When Saraya and Zak try out for the WWE and only the former is chosen for the second audition in America, Saraya is forced to break from the family in order to save it. With her new stage name Paige (inspired by her favorite witch on TV’s Charmed), she endures a grueling wrestling bootcamp led by Hutch (Vince Vaughn) and struggles to fit in with her more camera-ready cohorts, most of whom are either models or cheerleaders.
This tried-and-true premise—a scrappy underdog succe on grit and determination—is presented without a hint of subversion, but at least it doesn’t shy away from unpleasant realities. The film knows the difference, for example, between spontaneous and scripted violence. A barroom brawl and a wrestling match that goes haywire feel dangerous and real. Forced to contend with the death of his childhood dream back in England, Zak becomes dangerously depressed. Written and directed with just the right amount of depth by funnyman Stephen Merchant, Fighting with My Family lives up to the double-meaning of its title. It is ultimately focused on giving you a good show, but it always keeps one eye on real familial dysfunction.

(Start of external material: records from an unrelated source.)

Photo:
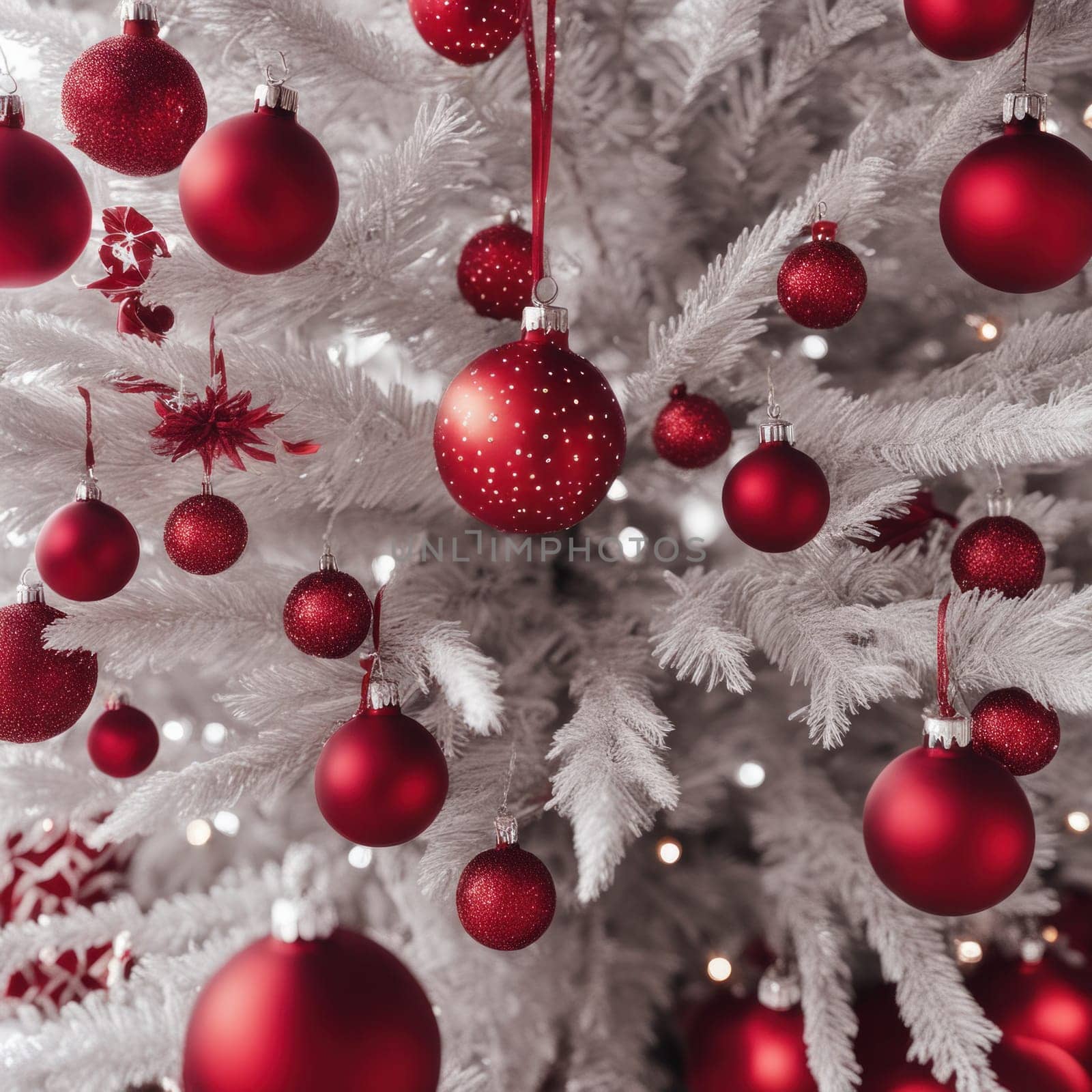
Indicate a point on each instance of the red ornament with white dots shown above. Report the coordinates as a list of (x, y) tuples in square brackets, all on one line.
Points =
[(530, 436)]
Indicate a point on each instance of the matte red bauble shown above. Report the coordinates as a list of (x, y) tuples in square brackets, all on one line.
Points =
[(338, 1015), (43, 693), (822, 284), (777, 498), (1013, 729), (506, 897), (1015, 213), (738, 1046), (966, 30), (205, 534), (45, 212), (124, 741), (258, 191), (691, 431), (530, 436), (328, 613), (495, 272), (470, 32), (134, 102)]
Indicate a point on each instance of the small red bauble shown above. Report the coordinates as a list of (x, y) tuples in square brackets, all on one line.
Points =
[(1013, 729), (258, 191), (334, 1014), (822, 284), (506, 897), (966, 30), (691, 431), (134, 102), (530, 436), (1015, 212), (45, 212), (470, 32), (124, 741), (205, 534), (43, 693), (777, 498), (328, 613), (495, 273)]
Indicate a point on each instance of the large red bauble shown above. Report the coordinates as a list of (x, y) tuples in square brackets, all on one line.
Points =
[(691, 431), (43, 693), (124, 741), (382, 778), (777, 498), (998, 554), (738, 1046), (87, 551), (259, 192), (134, 102), (506, 898), (966, 30), (205, 534), (495, 274), (1015, 213), (948, 831), (336, 1015), (45, 212), (1013, 729), (530, 436), (470, 32)]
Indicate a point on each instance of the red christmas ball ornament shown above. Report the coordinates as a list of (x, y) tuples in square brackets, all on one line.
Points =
[(205, 534), (134, 103), (468, 33), (1013, 729), (998, 553), (1015, 212), (124, 741), (45, 212), (506, 897), (495, 273), (691, 431), (43, 693), (822, 284), (328, 613), (966, 30), (258, 191), (777, 498), (530, 436)]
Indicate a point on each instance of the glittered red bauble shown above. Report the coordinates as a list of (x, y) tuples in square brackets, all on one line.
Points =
[(1015, 213), (43, 693), (948, 831), (966, 30), (998, 554), (1013, 729), (506, 898), (822, 284), (691, 431), (336, 1015), (470, 32), (529, 437), (495, 273), (45, 212), (134, 103), (382, 778), (205, 534), (738, 1046), (328, 614), (87, 551), (777, 498), (259, 192), (124, 741)]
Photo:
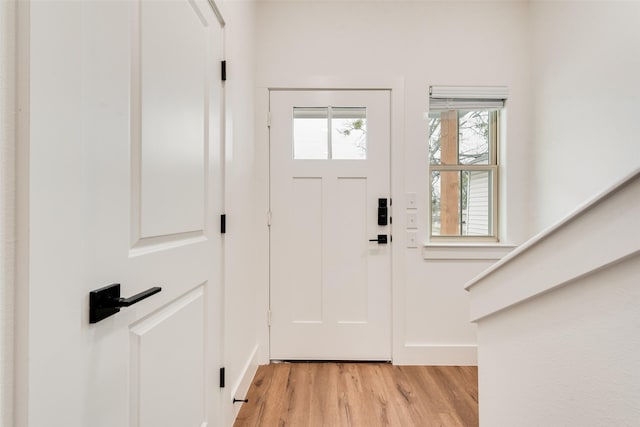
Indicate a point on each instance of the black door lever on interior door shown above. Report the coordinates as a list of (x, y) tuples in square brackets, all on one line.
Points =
[(105, 302), (382, 239)]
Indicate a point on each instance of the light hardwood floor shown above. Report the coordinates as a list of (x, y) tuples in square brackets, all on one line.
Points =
[(361, 394)]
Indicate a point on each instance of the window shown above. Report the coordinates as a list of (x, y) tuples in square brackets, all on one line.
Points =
[(338, 133), (464, 131)]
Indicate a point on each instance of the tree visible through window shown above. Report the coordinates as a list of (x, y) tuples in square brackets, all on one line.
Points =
[(463, 170)]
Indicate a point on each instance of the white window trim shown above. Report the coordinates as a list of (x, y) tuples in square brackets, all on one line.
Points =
[(466, 251), (444, 93)]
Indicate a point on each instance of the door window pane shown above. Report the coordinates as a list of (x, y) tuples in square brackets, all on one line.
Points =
[(349, 133), (310, 133)]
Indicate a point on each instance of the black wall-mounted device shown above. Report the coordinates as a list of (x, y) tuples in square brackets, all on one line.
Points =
[(383, 212)]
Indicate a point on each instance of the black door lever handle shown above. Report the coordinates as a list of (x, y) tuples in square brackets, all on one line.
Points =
[(126, 302), (106, 301)]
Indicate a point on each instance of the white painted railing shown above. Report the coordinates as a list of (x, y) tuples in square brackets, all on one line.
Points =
[(559, 320), (599, 233)]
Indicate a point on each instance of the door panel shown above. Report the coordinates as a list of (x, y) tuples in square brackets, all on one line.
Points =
[(173, 117), (171, 337), (330, 286), (124, 186)]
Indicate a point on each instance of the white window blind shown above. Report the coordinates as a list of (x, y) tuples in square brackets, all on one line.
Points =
[(467, 97)]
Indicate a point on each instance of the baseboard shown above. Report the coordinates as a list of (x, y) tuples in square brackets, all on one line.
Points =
[(241, 387), (436, 355)]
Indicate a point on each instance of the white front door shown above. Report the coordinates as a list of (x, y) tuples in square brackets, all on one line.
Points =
[(330, 285), (123, 183)]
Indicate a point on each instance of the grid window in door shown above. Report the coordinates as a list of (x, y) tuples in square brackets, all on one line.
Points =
[(337, 133)]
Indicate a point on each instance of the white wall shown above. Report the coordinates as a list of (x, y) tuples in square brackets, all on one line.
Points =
[(563, 360), (419, 44), (586, 63), (240, 344), (558, 321)]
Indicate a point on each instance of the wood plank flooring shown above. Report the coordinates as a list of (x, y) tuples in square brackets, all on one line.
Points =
[(361, 394)]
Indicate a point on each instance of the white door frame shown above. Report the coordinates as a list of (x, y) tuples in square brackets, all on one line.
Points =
[(7, 205), (395, 84), (14, 223)]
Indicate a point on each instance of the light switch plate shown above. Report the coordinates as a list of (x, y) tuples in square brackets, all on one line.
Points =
[(412, 239), (412, 203), (412, 220)]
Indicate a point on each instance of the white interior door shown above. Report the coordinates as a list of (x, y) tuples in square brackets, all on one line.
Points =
[(330, 285), (123, 177)]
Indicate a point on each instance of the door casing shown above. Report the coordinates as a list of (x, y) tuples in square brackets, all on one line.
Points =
[(373, 82)]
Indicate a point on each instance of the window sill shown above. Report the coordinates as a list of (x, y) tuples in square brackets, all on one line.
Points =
[(466, 251)]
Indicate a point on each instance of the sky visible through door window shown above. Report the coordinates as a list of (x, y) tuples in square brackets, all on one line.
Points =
[(346, 141)]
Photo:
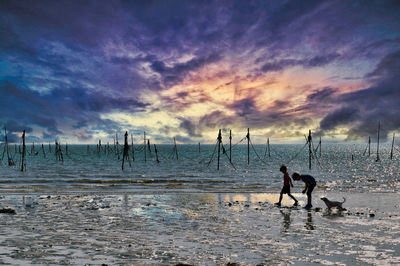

Wrestling is defined by its characters, though, and the film succe largely due to its genial cast, a crew of recognizable actors doing exactly what you want them to, and little more. Frost is his usual lovable dimwit, and he is even blessed with a son, played by Lowden, who looks remarkably like Simon Pegg, his frequent collaborator. Dwayne Johnson almost wins the film in an extended cameo as himself, charming us all without even getting into the ring or breaking a sweat.
Fighting with My Family may be best remembered, however, as a tale of two stars, one ascendant and one settling into the second act of his career. Vaughn, who proved too acerbic to become the leading man he was projected to be, recycles his smarmy drill instructor bit from Hacksaw Ridge, and he is a welcomed, familiar presence. As a star, his charm was always undercut by seething anger, but now it is even more poignant, serving as a shortcut to explaining the defeats of middle age. This role previews a longevity to his career that was once far from assured.
Meanwhile, Pugh, who first gained notice as an underestimated Victorian housewife in 2016’s Lady Macbeth, becomes a star in real time here. Turning her vulnerability as a misfit into her identity as a performer, Paige wins over the crowd in the final scenes, and that includes us sitting in the dark. She has a gritty magnetism, as an athlete and an actress, that cannot be faked, even if it is staged. With a winning film at her back, she is a star not simply born but wrestled into existence.